It’s easy to do. You come home from work after a stressful day and reach for the bag of chips. You have a fight or break-up and sit down with a bowl (or the whole carton) of ice-cream. We are used to feeding out moods, especially when we feel down or stressed.
There is actually a physical reason why anxiety and stress cause us to reach for the junk food. When our stress level rises, so do the hormone cortisol - which is beneficial in giving us the energy to fight off attackers or to tackle a problem but also makes us crave salty and sweet foods. When we are faced with a life threatening situation and expend a lot of energy to be safe, these cravings help our body quickly replenish our energy levels. But when stress isn’t life-threatening, these types of foods tend to simply add calories and pounds.
We reach for certain foods on an emotional level as well. Foods that bring you comfort or conjure up pleasant memories help us through the stressful moments in life. You might crave foods your mother made you when you were young, making you feel safe and secure, or you may want to replicate a past time when you were happy, including the food. We also use foods socially, and when stressed you might reach out to friends and ask for support over a hot fudge sundae or plate of delicious, but fattening, appetizers.
Stress eating often ends up making us feel worse than before. In the short-term it helped, but after you might feel guilty. If you use food to combat stress in your life, you may find the pounds quickly adding up and suddenly you are 10, 20, 30 or more pounds overweight. Numerous studies have shown a link between anxiety and obesity - although scientists aren’t sure whether the anxiety is a cause of the obesity or those with anxiety are at a higher risk of obesity. Either way, you can change your eating habits to include healthier options and reduce your risk of gaining weight during times of stress.

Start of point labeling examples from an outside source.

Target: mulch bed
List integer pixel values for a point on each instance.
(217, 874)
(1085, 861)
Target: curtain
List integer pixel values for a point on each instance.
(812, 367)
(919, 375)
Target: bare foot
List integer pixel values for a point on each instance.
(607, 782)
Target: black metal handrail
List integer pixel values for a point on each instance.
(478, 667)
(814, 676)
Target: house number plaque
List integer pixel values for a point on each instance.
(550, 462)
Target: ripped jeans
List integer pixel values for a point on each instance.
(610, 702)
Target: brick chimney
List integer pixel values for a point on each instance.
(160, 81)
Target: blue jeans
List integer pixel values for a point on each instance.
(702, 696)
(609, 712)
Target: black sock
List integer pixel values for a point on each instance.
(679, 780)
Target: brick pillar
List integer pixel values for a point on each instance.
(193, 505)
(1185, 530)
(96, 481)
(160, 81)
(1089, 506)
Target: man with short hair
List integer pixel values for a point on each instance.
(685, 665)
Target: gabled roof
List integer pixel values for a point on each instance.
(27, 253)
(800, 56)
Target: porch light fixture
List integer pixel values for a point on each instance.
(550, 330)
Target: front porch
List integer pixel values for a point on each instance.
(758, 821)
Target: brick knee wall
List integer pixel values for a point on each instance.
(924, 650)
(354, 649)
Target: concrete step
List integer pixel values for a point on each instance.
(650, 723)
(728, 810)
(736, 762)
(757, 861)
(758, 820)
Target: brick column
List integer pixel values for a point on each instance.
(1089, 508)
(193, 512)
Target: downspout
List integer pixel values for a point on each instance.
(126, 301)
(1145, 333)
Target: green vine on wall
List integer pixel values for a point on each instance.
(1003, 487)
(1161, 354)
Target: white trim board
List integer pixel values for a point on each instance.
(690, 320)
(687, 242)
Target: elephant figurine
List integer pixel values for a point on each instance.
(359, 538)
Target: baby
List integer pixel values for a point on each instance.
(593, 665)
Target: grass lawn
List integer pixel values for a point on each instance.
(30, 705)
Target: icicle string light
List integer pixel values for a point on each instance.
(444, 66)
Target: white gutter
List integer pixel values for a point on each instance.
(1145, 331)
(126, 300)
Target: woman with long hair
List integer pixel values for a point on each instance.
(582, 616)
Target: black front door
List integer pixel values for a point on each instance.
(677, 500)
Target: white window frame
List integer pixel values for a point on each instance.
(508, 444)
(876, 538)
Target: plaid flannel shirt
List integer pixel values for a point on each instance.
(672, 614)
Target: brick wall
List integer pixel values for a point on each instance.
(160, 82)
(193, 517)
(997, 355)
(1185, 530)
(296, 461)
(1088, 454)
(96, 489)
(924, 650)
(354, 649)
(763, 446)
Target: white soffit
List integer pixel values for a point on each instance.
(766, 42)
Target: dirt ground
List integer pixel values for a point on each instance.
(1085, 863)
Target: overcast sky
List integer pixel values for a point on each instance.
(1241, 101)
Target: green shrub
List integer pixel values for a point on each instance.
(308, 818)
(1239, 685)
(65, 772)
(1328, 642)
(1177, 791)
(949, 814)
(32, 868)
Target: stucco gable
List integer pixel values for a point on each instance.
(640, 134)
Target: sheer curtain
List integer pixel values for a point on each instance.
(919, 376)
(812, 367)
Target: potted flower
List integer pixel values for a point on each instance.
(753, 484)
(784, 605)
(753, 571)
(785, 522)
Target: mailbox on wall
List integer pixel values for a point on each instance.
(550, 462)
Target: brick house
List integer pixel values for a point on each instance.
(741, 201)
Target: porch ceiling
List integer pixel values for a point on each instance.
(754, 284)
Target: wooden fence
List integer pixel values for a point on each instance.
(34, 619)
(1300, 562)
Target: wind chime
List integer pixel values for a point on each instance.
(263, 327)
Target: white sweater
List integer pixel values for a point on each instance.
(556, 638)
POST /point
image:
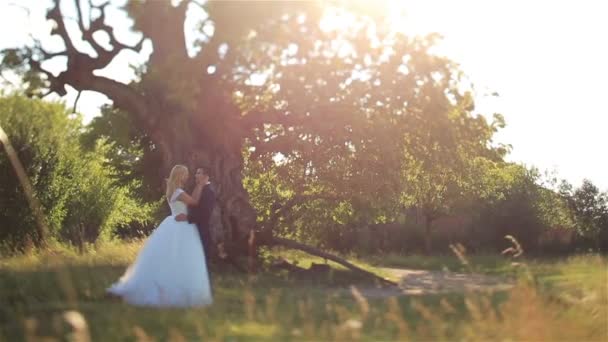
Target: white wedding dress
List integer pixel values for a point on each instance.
(170, 270)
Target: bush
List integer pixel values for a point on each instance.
(77, 190)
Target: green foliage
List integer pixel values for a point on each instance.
(77, 189)
(566, 301)
(589, 209)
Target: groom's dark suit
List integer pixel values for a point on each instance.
(200, 215)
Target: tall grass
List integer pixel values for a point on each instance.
(60, 296)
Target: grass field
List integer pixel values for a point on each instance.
(60, 295)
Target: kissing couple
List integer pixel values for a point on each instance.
(171, 268)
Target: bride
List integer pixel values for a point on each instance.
(170, 270)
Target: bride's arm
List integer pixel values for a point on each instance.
(191, 200)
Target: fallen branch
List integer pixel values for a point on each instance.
(317, 252)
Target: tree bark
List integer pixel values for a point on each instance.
(428, 220)
(317, 252)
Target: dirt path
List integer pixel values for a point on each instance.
(421, 282)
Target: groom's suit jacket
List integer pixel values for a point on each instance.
(200, 216)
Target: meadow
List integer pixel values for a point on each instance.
(59, 295)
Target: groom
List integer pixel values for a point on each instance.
(201, 213)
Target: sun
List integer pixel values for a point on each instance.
(410, 17)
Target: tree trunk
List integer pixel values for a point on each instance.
(317, 252)
(427, 234)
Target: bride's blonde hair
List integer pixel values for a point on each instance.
(177, 178)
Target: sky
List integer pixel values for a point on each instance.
(547, 60)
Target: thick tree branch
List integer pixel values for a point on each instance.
(60, 29)
(317, 252)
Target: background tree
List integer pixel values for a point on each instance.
(280, 79)
(77, 190)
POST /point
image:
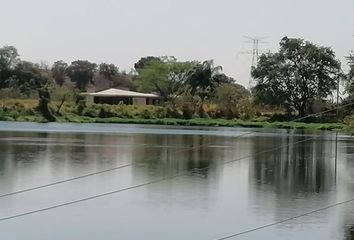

Tips for Managing Stress Eating
Eat small meals throughout the day. Don’t allow yourself to get hungry and reach for the closest food (and make sure you eat breakfast). Eating throughout the day may also help keep your sugar levels even and help you to better manage your stress. Remember - being hungry and stressed can be a disaster.
Snack on nuts. Nut may lower cortisol levels, helping you stay de-stressed. Nuts have a lot of calories, so keep your snacking to a minimum.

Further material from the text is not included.